The bank’s vice presidents — a title that sits between associate and managing directors — will be eyed for cuts in good part because of Project Voyage, which has pinned this group as too large. As BI reported on Wednesday, Goldman’s VP ranks have become so bloated that its VPs have been increasingly reporting to other VPs rather than managing directors. Compensation for client-facing VPs can reach $1 million, including base salary and bonuses, the former employee estimated.
In addition to thinning out bloated parts of the organizational chart, Project Voyage will pinpoint employees to relocate from Goldman’s New York City headquarters, located in lower Manhattan, to lower-cost locations such as Dallas, Texas; and Salt Lake City, Utah, according to people familiar with the program.

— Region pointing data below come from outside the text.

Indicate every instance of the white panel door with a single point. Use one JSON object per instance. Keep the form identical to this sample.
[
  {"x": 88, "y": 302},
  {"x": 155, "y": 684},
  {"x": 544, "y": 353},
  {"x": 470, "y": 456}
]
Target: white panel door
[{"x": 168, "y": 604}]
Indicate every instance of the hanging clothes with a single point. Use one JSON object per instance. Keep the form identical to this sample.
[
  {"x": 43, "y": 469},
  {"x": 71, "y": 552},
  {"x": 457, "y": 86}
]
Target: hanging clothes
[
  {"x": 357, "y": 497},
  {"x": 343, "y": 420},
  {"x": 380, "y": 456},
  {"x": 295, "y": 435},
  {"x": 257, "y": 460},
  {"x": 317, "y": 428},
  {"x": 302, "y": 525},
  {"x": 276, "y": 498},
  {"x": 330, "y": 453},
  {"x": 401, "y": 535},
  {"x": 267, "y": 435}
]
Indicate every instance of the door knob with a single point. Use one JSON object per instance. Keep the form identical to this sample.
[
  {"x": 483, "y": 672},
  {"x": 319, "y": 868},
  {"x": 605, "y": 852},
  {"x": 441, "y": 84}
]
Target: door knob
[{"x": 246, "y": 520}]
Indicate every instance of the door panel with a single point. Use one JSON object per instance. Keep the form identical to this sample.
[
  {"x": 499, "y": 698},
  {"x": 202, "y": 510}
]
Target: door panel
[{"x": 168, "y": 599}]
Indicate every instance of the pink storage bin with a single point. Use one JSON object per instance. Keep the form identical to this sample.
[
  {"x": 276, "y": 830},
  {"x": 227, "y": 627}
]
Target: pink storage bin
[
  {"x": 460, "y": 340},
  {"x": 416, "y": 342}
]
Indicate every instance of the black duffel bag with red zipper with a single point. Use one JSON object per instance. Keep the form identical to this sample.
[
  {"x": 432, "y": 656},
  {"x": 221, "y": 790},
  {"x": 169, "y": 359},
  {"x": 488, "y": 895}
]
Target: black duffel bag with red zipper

The plan also calls for jobs lost through the SRA to be backfilled in lower-cost locations rather than New York, this person said.
Goldman divisional heads are compiling their lists of cuts and relocations through their chief operating teams. On Wall Street, divisional COOs tend to oversee the administrative functions for their teams.
Goldman’s office in Dallas is on track to increase from its current headcount of about 4,600 employees to 5,000 by the time it opens a $500 million state-of-the-art campus in 2028. The city’s mayor previously authorized $18 million in tax incentives for the firm if it meets that target. The incentives are valid through the end of 2028.